In this experiment, the effect of fertilization on the activity of soil enzymes, similarly to the one on the number of soil microorganisms, was relatively small and irregular. It should be noted, however, that grass turf is a system with significant biological inertia, which is much more ecologically stable than the soil under one-year cultivation, and thus, also more slowly reacting to various external factors. Therefore, the response of the microbial population to the applied experimental factors in the second and third year of the use of perennial ryegrass presented in this study was much weaker than in the first year of use [32]. For the same reasons, the effect of the EM-1 preparation, which is only a donor of various microorganisms exposed to a native microbiome, was much weaker (and most often insignificant) than the effects of other combinations, including EM-1 + Ca, whose core activity is to modify habitat conditions (pH, mineral composition, availability of elements, etc.). The other reason for the poorly marked impact of bioconditioners on the number of soil microorganisms and soil enzymatic activity was a relatively high fertility of the soil on which the experiment was established. Meanwhile, it seems that the efficiency of this type of soil enrichment and increasing its activity is the highest on weaker and degraded soils [40].

One of the indicators of soil fertility, which largely determines its physical, chemical and biological properties – and thus the conditions of plant growth and development – is its pH. Changes in pH provide a series of pieces of information on the directions of processes occurring in the soil [41].

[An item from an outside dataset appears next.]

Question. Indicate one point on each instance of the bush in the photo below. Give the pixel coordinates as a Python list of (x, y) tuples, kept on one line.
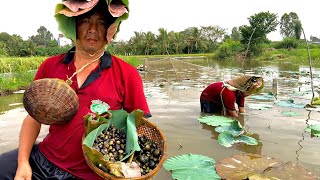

The influence of the applied experimental combinations on soil pH is presented in Figure 7. This effect was small and in most experimental combinations statistically insignificant. Nevertheless, in all combinations in which bioconditioners were used, a small increase in soil pH was found in relation to the control combinations and the combination of P + K + Ca fertilizers. In the case of PRP-Sol and Physio-Mescal G18 preparations, however, this increase is inadequate to the information by the producers about their strong, beneficial effect on a number of soil parameters (including the elevation and stabilization of its pH). The strongest effect on the soil pH increase was demonstrated by the EM-1 + Ca preparation in combination without nitrogen fertilization. In turn, nitrogen fertilization caused a slight decrease in soil pH in all experimental combinations throughout the entire vegetation period of plants. The acidifying effect of nitrogen fertilization results, inter alia, from the intensification of the alkaline ion leaching process under conditions of an increased concentration of nitrates and from the biological oxidation of ammonium cation, resulting in the release of hydrogen ions [28].

Figure 7

The effect of fertilizer combinations on the soil pH (mean 2008-2009). Means followed by the same letters do not differ significantly (p=0.05)

4 Conclusion

The traditional mineral fertilization (P+K+Ca) and the use of Physio-Mescal were the most effective in the context of yield and vitality of the perennial ryegrass – regardless of nitrogen fertilization. Physio-Mescal also stimulated soil enzyme activity and the number of soil bacteria. Evaluation of the EM-1 preparation is difficult and ambiguous. Its effect positively modified the addition of calcium. Without this additive the impact of EM-1 on ryegrass yielding, the number of soil microorganisms and phosphatase activity was insignificant compared to the control.

To sum up, it should be noted that the bioconditioners are not an alternative to mineral fertilization as the basic yield factor, but may be a very valuable supplement to this fertilization, which supports the maintenance of the proper biological potential of the soil and its fertility, especially where fertilization with manure or other natural fertilizers is not used.